Poverty of hope and aspiration is the most damaging weapon against a society, and the clowns currently failing to lead this country wield it like a flaming sword of righteousness, all while having no idea of what living in the real world is like. They strip away public services, and engender a poverty that goes well beyond mere fiduciary concerns and burrows deep into the psyche of the nation, leaving scars every bit as deep as those inflicted by knives. In my day, it was the threat of nuclear armageddon. Today it's austerity, and a climate crisis concerning which our so-called leaders are being shaded by the awetistic Greta Thunberg, among others. Elsewhere in the world, those trying to secure better futures for their children are vilified as 'illegal' or 'a threat', with the real threat being overlooked as the source of these accusations.
Kids joined gangs back in the 80s and 90s because being a member of a gang gave some sense that somebody had their backs, something sorely lacking in the leadership of the time. Today's surge in knife crime is no different.
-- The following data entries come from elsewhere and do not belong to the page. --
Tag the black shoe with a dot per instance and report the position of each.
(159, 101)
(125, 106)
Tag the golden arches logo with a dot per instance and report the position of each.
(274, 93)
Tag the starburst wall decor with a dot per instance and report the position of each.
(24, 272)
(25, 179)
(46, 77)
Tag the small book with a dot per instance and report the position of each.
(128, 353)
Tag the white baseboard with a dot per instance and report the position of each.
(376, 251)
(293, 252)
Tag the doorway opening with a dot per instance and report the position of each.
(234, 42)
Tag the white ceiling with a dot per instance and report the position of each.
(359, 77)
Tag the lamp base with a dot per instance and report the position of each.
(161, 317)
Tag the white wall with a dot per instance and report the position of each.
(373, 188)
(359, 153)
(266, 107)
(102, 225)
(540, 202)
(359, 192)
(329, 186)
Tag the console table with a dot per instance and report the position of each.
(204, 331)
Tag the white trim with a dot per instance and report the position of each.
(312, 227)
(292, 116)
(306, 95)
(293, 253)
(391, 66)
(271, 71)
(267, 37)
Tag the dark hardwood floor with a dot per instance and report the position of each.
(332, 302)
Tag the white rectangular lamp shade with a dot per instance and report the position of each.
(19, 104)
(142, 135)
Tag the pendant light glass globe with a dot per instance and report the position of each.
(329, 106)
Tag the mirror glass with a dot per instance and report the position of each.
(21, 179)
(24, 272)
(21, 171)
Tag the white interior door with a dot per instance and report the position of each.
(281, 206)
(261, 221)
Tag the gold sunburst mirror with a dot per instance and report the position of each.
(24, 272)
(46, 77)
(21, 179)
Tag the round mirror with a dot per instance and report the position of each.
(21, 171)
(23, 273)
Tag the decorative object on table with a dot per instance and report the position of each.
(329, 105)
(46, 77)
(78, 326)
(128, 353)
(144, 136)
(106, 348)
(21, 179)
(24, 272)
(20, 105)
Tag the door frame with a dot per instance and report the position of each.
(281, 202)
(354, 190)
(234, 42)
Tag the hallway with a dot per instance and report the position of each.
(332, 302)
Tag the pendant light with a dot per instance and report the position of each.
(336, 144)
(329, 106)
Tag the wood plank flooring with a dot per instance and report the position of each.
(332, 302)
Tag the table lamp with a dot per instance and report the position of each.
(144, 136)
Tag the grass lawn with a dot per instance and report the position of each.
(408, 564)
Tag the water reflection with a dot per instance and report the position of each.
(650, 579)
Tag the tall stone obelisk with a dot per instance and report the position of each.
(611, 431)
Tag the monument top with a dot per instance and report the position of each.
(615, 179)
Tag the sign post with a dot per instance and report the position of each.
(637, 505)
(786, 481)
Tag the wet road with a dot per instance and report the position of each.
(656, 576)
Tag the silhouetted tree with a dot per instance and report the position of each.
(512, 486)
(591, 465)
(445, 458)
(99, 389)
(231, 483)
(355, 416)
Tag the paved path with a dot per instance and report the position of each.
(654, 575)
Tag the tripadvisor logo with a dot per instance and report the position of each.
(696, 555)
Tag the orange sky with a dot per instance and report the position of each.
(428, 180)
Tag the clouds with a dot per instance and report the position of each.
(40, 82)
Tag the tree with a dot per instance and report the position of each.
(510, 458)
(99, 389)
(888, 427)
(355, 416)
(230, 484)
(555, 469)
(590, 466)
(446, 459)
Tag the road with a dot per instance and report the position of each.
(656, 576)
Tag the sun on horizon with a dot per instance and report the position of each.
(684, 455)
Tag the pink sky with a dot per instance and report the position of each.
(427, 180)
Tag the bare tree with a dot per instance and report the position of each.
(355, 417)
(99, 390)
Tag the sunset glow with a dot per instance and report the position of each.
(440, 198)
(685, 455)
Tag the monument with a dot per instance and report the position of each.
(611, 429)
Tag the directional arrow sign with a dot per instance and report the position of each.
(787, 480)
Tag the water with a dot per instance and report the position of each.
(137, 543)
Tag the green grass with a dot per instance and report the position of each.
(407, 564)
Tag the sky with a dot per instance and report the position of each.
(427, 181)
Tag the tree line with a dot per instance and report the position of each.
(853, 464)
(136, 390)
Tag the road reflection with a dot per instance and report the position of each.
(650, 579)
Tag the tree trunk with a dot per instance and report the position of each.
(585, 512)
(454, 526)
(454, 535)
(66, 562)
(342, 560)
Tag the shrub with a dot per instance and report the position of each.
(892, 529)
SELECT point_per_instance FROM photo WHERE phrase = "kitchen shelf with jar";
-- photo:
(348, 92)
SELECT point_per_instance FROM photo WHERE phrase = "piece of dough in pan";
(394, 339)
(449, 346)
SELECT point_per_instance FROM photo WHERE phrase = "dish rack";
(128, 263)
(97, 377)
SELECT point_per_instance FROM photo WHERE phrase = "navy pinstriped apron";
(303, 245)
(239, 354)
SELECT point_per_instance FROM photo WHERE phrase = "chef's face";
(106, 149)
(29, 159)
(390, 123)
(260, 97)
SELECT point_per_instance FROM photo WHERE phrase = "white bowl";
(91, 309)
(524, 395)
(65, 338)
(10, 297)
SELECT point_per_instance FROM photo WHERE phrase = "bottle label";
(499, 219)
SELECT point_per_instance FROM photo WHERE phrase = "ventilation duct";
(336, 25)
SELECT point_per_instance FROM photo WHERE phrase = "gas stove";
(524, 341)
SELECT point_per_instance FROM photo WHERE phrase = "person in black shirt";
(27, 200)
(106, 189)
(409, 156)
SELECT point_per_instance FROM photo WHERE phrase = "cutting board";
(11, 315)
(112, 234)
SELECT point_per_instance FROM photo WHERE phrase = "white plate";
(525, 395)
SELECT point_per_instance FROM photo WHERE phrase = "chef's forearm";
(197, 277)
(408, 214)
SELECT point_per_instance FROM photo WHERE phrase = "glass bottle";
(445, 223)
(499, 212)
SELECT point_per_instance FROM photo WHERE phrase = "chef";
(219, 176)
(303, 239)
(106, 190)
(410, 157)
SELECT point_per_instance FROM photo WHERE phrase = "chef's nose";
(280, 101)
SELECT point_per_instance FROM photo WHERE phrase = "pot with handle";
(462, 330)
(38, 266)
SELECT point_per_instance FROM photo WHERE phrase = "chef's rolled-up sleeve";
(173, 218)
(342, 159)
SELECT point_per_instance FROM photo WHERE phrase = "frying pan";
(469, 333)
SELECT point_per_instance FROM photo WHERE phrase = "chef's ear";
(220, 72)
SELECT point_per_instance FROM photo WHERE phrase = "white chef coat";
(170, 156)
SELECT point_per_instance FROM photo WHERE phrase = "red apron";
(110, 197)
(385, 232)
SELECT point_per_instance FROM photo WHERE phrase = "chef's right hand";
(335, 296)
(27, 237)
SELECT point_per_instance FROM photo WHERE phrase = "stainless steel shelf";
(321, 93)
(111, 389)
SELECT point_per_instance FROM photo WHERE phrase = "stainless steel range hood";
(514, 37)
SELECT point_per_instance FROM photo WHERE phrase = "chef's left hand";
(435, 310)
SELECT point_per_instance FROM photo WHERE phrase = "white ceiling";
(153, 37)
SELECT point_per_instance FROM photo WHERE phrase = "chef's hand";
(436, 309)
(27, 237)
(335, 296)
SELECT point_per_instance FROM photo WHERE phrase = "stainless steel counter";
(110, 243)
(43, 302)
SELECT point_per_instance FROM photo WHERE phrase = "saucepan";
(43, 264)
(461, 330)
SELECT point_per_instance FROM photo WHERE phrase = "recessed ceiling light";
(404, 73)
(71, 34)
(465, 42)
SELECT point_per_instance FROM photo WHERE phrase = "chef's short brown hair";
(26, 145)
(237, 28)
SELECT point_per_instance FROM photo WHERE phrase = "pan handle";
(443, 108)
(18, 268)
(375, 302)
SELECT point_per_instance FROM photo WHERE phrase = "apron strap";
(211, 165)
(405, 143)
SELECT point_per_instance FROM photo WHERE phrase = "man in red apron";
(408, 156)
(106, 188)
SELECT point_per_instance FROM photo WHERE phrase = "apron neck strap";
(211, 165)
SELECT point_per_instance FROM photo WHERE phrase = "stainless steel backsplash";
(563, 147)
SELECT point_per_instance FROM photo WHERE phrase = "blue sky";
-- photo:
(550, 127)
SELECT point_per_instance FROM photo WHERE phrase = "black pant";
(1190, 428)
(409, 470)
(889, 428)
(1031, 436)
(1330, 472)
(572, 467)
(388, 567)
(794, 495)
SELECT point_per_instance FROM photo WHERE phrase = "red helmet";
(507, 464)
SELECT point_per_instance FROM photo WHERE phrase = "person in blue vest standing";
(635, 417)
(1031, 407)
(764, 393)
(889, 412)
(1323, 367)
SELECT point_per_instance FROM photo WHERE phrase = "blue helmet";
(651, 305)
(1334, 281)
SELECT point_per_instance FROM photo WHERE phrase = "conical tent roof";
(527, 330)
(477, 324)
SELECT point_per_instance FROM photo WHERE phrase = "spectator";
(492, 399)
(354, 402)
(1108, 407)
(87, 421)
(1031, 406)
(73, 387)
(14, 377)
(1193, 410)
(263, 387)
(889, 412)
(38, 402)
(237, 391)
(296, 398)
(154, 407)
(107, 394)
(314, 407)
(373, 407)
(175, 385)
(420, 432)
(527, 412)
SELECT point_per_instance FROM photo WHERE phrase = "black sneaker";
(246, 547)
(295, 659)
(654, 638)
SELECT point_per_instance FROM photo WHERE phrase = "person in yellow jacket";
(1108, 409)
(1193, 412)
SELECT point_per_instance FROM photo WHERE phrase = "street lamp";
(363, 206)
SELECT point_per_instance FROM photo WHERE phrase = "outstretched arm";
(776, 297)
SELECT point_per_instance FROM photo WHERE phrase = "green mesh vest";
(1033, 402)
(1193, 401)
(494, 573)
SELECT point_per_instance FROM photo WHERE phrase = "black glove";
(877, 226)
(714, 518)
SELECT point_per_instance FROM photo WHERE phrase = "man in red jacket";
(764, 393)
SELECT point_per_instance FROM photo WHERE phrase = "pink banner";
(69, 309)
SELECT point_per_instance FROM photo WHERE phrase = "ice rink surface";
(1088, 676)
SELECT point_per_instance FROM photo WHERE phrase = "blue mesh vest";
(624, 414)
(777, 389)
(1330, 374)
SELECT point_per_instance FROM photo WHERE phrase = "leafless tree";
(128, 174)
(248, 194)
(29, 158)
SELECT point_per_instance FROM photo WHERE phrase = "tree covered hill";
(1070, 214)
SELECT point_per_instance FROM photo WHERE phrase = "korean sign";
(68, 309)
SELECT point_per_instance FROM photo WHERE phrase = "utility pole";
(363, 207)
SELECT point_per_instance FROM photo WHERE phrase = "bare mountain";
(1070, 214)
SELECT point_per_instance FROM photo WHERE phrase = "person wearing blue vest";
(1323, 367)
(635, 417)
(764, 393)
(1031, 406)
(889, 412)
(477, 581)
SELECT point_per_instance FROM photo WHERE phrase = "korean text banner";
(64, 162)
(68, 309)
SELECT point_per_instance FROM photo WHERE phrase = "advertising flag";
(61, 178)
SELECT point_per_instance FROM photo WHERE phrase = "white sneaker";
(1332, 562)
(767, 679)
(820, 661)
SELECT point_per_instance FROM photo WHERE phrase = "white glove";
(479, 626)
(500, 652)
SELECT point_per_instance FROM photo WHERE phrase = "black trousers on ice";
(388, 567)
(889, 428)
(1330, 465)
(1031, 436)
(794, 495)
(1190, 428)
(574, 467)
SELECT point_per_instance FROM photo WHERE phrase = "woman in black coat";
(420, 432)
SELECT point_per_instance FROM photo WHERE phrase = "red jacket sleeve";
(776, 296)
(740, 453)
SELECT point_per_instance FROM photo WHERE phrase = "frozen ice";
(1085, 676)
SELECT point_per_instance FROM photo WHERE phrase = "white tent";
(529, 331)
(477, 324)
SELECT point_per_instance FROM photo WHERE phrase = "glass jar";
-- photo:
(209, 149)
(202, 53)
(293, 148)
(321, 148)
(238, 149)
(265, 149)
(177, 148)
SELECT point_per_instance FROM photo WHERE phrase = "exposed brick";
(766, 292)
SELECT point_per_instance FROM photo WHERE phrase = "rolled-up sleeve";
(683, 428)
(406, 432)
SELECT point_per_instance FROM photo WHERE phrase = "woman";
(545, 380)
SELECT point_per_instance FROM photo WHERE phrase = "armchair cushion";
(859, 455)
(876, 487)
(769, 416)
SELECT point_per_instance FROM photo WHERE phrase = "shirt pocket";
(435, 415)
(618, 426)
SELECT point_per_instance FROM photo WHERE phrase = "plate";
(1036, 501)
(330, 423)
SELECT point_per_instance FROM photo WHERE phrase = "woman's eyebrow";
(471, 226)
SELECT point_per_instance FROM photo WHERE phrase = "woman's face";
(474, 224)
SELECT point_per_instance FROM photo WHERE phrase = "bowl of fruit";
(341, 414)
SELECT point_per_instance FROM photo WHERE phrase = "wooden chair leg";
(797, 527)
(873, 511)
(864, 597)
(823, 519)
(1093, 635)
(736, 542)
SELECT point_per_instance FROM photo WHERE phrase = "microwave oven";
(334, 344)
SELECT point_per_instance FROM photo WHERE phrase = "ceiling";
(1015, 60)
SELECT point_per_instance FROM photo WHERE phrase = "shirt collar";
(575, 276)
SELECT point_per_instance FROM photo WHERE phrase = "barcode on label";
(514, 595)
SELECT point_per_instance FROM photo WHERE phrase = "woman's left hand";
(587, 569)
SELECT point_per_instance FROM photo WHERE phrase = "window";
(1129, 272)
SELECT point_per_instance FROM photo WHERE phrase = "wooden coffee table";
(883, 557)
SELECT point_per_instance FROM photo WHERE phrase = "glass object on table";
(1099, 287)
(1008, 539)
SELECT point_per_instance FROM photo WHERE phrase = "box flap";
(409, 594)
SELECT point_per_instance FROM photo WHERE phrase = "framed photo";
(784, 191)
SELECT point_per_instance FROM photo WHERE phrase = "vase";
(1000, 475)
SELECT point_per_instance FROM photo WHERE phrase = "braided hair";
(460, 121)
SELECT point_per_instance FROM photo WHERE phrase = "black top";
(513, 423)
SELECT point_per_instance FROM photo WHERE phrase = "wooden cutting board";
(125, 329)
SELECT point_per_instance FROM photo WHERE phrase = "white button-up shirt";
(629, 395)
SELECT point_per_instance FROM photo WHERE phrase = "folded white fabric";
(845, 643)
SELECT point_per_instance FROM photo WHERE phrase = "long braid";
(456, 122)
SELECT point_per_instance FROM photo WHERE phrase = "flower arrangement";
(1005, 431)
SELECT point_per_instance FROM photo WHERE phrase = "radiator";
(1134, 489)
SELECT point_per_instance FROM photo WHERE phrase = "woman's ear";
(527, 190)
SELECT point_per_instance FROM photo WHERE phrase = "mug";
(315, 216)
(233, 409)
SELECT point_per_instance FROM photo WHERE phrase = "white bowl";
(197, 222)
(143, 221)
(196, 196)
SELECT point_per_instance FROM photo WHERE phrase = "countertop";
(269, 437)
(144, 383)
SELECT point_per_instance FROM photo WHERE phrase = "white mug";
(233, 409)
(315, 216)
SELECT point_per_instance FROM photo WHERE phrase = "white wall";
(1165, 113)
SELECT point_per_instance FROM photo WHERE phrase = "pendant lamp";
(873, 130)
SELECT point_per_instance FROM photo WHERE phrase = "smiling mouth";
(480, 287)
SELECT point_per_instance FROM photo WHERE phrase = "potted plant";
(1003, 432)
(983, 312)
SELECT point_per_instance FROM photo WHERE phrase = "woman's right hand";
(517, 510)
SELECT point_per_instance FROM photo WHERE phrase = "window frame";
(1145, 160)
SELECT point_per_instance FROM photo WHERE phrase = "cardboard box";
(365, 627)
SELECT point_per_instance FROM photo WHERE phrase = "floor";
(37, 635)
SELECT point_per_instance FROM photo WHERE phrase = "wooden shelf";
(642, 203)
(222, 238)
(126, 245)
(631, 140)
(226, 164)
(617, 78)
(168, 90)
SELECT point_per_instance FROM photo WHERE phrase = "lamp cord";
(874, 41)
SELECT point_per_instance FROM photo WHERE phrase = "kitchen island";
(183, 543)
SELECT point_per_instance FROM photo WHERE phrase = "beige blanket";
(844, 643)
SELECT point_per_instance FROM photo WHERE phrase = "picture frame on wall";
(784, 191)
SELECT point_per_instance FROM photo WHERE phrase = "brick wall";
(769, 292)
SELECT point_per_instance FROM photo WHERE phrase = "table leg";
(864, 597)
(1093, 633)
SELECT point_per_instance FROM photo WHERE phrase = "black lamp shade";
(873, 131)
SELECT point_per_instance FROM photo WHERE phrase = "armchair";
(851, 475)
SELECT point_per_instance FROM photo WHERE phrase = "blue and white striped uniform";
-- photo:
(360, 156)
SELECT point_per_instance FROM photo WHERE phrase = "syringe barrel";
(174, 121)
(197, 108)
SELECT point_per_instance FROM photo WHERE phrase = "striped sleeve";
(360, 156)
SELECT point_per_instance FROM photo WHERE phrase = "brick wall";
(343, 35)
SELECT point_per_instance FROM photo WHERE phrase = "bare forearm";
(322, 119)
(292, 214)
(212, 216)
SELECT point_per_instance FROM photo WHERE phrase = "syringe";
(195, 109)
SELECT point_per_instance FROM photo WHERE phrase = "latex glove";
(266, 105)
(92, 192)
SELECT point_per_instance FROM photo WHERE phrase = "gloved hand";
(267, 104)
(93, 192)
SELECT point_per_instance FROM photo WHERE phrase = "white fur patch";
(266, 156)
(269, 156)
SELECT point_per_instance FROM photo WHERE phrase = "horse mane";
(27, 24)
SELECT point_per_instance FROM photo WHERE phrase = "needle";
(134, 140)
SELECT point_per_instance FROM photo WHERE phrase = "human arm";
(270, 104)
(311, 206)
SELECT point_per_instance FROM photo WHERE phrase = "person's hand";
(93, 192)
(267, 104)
Young people find material about self-harm and suicide online because they suffer the same lack from a society that's failing them, and robbing them of their future. Their hopes and aspirations have been so crippled by poverty, not just economic poverty, but poverty of hope; poverty of aspiration; poverty of responsibility in their leadership. In us, the architects of their futures.
Of course, it's much easier to point a finger, because then you can make it look to your electorate that you're actually doing something useful. It's all window-dressing. Pure political flim-flam, and we lap it up and believe the words flowing out of both sides of their mouths, amply aided by the mainstream media.
The future of our children is our responsibility. All of us. It's said that it takes a society to raise a child. The most important responsibility in all of that is the nurturing of hope; of aspiration; of tomorrow.
Remember that, when you point the finger, there are always three pointing back.